A ideia desta sobremesa teve sua origem nas citações acima. A primeira delas aponta para um costume familiar e regional da semana santa. Ao preparar as cucas para o domingo de páscoa, nos dias que o antecediam, a mãe de Irene (minha avó), antecipando as expectativas infantis, preparava, concomitantemente, os adorados ratinhos de sexta-feira-santa, para a alegria geral da garotada, que, certamente, não conteria seus instintos de pequenos roedores até o distante domingo. 

O waffel, por sua vez, contrariando a sazonalidade efêmera dos ratinhos de cuca, era um costume habitual e regular, presente nos momentos de socialização da família. Criar uma versão dos ratinhos de Irene, a partir da base do waffel, era uma ideia interessante. Entretanto, queria adicionar algum sabor peculiar à massa. 

Recordei-me, então, de um momento especial de minha infância, mais precisamente, das horas que antecediam as anunciadas visitas de meu avô materno. Sabíamos, eu e minhas irmãs, que, a qualquer momento, o bem-humorado-velhinho-dos-cabelos-cor-de-nuvem surgiria na esquina, no entrecruzamento de ruas que ficava a algumas dezenas de metros do portão de nossa casa. Tínhamos a fé pueril de que “o vô Hummes” chegaria com os bolsos estufados de balas de banana para distribuir entre a gurizada, que aguardava ansiosa pelos embrulhados néctares de armazém. Estava aí o sabor da infância que procurava. 
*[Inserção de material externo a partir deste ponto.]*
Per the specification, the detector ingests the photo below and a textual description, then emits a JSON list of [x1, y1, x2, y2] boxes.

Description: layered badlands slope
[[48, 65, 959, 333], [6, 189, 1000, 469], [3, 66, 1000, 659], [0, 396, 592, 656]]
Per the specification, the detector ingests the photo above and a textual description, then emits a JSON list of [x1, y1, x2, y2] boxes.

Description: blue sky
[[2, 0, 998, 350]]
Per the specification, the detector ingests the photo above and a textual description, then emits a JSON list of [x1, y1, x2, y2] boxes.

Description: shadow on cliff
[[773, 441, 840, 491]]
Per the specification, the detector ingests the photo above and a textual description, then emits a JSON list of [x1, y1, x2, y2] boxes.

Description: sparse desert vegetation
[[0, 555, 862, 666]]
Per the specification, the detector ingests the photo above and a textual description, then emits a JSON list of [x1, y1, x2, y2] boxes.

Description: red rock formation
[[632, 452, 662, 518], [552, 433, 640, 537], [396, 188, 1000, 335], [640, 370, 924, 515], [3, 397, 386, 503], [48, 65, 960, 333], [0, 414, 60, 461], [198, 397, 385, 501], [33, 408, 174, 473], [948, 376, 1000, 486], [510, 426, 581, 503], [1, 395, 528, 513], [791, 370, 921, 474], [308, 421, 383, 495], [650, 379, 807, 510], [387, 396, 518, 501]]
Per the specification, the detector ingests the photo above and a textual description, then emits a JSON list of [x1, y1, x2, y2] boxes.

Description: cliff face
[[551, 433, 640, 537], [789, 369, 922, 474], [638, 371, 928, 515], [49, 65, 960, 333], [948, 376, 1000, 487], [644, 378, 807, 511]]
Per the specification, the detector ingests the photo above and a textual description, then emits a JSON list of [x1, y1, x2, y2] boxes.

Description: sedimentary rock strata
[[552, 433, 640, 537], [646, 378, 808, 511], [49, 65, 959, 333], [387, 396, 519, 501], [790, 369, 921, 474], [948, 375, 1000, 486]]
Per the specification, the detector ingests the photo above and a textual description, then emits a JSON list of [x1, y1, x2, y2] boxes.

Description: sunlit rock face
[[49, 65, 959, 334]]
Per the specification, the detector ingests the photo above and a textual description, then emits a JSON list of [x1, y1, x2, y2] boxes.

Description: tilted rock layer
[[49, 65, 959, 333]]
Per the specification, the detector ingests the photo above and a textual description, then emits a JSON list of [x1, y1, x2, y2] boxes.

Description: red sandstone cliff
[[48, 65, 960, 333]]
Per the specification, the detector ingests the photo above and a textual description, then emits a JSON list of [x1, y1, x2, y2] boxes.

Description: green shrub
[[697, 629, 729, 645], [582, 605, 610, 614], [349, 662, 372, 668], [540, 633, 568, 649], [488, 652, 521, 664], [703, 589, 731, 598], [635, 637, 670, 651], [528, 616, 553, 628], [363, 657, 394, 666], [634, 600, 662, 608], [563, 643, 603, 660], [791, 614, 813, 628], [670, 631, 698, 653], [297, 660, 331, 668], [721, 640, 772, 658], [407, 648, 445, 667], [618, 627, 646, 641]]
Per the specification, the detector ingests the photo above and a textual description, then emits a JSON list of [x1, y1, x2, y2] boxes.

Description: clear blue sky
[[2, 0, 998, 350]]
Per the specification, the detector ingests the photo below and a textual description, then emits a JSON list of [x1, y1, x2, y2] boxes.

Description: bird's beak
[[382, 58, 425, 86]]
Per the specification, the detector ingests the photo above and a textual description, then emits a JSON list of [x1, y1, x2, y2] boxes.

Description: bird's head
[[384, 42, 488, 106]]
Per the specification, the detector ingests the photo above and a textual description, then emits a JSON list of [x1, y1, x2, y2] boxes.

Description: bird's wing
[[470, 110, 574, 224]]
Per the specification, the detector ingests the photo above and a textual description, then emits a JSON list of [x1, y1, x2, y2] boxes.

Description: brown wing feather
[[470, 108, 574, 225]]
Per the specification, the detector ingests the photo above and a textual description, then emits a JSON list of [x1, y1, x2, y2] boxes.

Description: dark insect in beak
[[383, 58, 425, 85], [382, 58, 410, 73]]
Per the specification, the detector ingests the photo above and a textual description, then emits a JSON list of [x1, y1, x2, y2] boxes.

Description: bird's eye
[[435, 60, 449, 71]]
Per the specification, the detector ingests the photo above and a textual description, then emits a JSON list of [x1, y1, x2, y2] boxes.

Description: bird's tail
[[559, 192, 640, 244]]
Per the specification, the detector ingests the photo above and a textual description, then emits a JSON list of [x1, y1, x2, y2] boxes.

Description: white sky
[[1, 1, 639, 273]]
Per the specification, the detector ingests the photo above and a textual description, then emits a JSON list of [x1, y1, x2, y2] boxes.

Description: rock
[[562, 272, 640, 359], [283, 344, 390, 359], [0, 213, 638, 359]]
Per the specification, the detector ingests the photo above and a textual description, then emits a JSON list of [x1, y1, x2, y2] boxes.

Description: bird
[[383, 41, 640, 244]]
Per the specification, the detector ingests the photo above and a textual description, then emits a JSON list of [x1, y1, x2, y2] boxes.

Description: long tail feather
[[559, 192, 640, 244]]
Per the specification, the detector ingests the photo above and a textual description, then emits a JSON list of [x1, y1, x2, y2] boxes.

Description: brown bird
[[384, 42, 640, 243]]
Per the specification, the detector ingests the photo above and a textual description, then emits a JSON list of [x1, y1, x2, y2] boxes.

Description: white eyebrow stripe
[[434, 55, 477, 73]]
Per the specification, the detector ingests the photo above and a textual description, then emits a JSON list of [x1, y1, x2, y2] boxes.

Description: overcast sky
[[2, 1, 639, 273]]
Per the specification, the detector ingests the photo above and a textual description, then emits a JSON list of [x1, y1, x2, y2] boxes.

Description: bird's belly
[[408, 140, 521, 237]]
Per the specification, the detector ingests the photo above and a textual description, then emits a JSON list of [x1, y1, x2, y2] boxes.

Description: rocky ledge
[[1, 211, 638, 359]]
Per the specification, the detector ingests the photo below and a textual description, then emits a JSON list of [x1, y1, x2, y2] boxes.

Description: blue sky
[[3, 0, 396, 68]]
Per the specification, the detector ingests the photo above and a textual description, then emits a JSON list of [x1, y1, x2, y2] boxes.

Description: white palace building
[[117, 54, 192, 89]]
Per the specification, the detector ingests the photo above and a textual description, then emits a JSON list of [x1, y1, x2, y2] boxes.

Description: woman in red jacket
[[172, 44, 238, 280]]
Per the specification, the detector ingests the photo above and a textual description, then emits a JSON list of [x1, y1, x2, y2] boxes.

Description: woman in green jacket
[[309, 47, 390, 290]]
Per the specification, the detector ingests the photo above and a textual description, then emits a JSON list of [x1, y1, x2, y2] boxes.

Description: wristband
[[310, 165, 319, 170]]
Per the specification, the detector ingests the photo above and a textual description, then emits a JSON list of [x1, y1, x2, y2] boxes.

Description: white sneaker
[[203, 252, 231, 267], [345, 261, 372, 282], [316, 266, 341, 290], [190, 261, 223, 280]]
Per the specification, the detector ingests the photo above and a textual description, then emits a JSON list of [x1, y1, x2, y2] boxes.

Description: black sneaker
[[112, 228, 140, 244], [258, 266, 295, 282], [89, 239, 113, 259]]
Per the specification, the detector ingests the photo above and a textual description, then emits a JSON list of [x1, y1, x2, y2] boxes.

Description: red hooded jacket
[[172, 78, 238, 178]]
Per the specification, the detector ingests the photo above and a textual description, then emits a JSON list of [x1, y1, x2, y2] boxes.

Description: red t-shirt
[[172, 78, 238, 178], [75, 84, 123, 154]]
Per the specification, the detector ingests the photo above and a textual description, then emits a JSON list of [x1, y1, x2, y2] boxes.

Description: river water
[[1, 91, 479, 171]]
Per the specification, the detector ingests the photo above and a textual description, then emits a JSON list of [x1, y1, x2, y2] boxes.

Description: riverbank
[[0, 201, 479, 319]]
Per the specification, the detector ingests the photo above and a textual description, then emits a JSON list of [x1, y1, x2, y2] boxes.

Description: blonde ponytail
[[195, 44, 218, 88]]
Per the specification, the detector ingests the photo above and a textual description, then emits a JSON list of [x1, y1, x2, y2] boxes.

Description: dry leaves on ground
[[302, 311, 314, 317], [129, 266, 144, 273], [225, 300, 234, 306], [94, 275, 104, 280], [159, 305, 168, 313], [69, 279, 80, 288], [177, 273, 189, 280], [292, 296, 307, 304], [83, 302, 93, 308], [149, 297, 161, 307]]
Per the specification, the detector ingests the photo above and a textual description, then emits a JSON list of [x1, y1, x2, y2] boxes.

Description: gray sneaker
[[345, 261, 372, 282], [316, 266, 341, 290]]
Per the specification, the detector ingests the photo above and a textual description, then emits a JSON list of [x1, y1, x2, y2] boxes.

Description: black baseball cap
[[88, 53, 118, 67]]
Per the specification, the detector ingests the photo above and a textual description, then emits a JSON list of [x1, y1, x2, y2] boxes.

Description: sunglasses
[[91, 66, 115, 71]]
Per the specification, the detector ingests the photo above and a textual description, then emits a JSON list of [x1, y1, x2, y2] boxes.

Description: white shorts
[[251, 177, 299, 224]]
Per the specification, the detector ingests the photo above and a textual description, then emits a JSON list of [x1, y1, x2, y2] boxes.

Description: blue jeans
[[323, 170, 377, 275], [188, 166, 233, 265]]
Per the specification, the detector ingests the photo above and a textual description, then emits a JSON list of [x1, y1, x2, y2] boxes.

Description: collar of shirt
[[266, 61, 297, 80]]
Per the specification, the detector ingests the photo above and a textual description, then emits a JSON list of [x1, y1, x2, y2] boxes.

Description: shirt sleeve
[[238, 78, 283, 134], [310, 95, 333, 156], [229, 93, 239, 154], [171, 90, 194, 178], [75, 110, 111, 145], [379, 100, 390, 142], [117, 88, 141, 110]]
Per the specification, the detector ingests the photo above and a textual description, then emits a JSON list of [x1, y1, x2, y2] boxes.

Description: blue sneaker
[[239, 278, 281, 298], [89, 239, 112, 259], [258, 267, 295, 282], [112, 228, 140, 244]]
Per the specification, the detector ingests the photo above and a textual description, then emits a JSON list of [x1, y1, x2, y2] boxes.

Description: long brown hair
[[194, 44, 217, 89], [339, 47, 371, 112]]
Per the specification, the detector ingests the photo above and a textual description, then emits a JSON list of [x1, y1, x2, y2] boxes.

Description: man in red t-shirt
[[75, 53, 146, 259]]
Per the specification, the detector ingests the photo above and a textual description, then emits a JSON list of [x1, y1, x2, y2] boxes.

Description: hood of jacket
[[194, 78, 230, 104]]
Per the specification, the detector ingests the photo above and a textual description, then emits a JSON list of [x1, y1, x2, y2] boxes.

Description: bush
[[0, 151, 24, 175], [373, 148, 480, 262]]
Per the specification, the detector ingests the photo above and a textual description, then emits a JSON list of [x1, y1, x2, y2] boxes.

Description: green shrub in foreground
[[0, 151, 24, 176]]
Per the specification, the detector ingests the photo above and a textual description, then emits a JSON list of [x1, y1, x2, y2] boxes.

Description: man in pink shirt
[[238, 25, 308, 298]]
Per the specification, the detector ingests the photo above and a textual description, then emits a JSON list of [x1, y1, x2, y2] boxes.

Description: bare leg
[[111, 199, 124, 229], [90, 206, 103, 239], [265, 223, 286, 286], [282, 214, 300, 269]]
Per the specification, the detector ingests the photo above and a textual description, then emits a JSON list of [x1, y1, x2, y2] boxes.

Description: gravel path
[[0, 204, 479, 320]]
Para o sorvete, um elemento que conferiu contraste térmico aos ratinhos fritos de Irene, a desconstrução da rapadura foi a primeira ideia que ocorreu. A adição do caribenho rum à receita, apesar da aparente discrepância, justifica-se pelo fato deste ser uma bebida fabricada a partir da fermentação do melaço da cana-de-açúcar, um produto abundante e vital para a família, e, por esta razão, nem tão discrepante assim.

(Fonte: OS SONS DA COZINHA - Luciano Lunkes)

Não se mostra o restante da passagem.